JOHN ANDREW SMITH&JANE MARIE DOE SMITH

Long story short - we decided to chalk it up to just another one of those quirky things that we'll remember years later with a laugh.  Really nice card stock.  Shiny silver border.  And no space before or after the "&" sign.  The perfectionist in me finds it a bit hard to believe that I'll actually be laughing at this in the future... but if someone told me 2 years ago that my life would be what it is today, I'd have found that hard to believe as well.  Anything is possible.

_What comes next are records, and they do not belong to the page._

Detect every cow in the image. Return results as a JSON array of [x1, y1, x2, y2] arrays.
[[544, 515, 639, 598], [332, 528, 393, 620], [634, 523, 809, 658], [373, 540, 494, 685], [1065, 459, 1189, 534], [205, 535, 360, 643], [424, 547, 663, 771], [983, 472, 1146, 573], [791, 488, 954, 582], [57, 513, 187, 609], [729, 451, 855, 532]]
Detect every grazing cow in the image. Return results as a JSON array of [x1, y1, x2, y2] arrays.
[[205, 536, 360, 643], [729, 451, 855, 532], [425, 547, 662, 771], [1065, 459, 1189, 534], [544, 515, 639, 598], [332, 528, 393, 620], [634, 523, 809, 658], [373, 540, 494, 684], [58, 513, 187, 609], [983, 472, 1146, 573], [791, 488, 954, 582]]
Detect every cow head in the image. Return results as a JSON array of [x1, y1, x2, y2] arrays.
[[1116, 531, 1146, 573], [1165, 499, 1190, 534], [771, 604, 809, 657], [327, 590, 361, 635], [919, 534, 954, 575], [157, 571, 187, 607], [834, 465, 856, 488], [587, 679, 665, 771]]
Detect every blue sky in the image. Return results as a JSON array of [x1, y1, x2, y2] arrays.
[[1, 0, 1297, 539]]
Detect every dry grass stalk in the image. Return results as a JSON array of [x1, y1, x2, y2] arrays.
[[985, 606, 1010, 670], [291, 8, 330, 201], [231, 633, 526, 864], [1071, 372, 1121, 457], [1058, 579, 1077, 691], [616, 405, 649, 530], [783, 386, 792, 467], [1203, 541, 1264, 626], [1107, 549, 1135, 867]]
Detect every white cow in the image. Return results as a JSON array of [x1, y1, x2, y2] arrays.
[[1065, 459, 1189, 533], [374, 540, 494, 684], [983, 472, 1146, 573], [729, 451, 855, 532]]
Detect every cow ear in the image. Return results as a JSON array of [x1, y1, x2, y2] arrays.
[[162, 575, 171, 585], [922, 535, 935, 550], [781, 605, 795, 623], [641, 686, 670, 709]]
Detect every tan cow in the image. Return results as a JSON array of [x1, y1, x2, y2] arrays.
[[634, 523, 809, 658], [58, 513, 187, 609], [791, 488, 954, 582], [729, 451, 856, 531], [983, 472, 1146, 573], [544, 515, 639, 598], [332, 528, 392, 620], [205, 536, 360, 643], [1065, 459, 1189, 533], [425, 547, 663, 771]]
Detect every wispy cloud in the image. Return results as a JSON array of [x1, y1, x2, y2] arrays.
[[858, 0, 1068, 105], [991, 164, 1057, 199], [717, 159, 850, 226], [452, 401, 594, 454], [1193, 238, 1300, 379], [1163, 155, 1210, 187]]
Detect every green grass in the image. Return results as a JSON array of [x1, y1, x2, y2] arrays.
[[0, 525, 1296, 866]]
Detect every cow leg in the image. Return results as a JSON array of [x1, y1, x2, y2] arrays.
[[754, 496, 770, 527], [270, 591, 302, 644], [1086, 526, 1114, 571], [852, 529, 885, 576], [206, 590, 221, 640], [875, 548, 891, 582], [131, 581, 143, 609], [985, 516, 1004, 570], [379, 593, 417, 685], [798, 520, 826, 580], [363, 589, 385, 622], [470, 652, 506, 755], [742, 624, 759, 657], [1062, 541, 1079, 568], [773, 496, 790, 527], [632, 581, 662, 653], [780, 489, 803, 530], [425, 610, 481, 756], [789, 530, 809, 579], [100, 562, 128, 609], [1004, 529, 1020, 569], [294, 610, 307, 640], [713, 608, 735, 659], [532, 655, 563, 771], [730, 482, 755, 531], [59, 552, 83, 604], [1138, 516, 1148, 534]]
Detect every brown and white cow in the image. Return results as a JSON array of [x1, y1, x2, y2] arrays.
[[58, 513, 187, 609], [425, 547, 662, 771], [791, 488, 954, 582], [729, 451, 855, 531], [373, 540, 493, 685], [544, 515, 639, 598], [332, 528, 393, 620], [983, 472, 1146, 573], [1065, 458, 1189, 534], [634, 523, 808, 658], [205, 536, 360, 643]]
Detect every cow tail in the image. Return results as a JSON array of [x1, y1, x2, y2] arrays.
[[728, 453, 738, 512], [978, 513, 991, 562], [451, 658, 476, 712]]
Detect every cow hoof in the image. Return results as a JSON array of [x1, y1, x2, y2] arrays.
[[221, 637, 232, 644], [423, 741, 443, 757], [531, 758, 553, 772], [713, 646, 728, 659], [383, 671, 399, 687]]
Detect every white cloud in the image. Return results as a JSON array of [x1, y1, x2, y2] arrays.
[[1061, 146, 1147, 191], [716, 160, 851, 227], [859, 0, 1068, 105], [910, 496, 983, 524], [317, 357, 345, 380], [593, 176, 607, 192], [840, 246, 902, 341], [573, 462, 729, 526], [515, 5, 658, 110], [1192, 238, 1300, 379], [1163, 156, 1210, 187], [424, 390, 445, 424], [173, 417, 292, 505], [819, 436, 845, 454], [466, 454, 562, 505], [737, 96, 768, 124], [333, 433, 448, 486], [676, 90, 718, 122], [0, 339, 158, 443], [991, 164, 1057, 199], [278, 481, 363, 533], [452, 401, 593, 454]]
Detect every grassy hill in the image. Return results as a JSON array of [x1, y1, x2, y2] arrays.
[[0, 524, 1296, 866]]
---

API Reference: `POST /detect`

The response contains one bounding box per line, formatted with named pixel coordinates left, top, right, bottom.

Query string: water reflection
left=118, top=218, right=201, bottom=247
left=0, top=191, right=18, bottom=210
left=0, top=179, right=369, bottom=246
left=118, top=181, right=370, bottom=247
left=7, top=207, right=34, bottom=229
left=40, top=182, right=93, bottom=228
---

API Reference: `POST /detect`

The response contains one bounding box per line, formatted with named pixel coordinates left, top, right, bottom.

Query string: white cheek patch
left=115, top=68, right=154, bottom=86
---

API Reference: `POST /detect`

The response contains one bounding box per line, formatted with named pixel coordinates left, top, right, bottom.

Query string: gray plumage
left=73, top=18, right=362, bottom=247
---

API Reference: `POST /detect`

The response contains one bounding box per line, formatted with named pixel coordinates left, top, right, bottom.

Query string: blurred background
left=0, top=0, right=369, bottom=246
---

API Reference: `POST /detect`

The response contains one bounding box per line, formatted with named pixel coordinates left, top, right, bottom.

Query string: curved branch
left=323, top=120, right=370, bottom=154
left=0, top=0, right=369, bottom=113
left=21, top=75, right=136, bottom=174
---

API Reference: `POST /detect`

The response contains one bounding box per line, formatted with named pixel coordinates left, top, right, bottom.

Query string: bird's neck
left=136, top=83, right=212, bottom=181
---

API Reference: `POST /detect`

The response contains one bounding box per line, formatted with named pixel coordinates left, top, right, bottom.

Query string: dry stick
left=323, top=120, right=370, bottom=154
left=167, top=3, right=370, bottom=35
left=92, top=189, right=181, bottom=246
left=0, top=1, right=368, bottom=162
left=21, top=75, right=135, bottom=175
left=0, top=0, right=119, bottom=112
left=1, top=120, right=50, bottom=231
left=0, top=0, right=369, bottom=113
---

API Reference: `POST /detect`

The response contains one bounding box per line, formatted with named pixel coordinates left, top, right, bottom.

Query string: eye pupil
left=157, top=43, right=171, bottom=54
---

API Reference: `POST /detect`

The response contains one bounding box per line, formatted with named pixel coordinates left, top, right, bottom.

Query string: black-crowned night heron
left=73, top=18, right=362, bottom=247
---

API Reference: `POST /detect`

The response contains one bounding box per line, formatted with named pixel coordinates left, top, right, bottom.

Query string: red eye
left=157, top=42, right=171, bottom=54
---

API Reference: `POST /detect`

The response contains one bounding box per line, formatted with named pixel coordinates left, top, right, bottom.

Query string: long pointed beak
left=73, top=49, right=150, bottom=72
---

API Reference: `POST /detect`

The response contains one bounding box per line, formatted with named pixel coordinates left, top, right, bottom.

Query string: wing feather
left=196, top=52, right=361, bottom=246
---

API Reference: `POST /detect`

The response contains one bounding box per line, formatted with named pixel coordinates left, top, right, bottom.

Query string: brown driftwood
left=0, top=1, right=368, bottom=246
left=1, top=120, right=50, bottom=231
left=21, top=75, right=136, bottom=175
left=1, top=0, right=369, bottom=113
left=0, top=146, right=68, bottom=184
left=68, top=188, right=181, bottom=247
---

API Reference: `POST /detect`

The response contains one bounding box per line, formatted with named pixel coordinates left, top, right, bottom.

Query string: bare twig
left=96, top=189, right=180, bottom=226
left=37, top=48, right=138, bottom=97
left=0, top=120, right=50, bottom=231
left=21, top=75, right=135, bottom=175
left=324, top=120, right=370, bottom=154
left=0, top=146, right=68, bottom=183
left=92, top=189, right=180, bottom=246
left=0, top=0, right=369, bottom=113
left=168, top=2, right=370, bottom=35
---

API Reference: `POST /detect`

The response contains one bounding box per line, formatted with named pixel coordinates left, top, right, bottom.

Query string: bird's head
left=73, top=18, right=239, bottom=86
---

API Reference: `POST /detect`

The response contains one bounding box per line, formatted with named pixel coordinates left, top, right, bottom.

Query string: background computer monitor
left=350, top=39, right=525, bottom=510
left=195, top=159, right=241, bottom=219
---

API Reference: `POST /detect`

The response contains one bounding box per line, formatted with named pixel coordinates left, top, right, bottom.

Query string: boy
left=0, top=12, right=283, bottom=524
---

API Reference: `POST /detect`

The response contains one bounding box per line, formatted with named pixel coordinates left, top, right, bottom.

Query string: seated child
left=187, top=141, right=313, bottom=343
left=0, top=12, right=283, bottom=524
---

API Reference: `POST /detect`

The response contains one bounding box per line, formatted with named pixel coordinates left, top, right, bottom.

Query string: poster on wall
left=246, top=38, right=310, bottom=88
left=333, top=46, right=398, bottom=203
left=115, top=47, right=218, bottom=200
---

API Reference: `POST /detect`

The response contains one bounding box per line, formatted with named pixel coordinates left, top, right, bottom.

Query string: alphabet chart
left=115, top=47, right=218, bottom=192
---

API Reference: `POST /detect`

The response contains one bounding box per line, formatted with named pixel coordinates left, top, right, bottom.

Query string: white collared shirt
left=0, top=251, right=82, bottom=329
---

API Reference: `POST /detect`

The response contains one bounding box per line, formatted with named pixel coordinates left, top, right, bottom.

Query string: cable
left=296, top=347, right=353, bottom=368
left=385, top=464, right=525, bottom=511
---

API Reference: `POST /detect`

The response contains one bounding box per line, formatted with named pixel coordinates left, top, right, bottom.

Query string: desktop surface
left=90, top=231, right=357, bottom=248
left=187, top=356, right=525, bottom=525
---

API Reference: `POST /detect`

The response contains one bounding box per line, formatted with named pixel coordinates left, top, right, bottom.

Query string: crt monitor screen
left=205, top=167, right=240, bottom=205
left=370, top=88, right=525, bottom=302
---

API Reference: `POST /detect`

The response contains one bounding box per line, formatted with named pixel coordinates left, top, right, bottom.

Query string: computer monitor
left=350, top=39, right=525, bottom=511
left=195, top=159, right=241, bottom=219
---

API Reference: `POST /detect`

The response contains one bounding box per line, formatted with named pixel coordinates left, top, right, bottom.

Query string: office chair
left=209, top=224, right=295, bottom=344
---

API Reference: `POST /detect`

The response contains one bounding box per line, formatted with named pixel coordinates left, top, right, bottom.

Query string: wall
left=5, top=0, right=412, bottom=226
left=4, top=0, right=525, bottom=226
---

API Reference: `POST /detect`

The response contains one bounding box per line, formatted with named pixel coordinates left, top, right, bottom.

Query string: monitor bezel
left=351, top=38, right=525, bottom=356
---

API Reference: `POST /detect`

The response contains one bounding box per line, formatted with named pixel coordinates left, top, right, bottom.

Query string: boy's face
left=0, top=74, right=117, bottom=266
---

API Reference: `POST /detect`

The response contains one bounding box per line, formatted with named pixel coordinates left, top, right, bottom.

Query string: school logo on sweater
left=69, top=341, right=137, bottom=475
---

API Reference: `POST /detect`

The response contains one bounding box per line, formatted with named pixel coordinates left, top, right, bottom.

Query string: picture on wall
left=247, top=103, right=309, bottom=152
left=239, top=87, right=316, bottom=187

* Names changed to protect the innocent.

02 September, 2010

MAKE THE ASK

Sometimes my husband is wise beyond his years.  The other night we were having a good conversation about making sure we continue to communicate with each other as best as we are able; we're usually very good at this - communicating - but on this particular night, a deep rooted habit of mine was getting in the way: the fear of being a "nag". 

I am my mother's daughter.  99% of the time, I put others' needs, others' joys, others' wants ahead of my own - I'm a people pleaser.  And quite often, doing something to make another person happy in turn makes me happy.  But there is a time when this habit can get in my own way: when I need help.  Mostly, I'm not very good at asking for help.  I multi-task.  I cook almost every night (even when my beau offers to make something).  I don't even use the intern at work for much - I make my own copies, reconcile my own bills, do my own filing.  Somewhere along the line, I began to think that asking for help - asking someone else to do something I could probably handle on my own - was naggish, was whiny, was just not me.  I'm the people pleaser!  I'm the do-er! 

As we may very well have learned from Dubya, ("I'm the decider!") sometimes it's best to ask others for help instead of thinking you can handle everything yourself.

Maybe all I needed was someone to tell me it's okay to ask for help.  Just make the ask.  And when you do, perhaps you'll get what you need.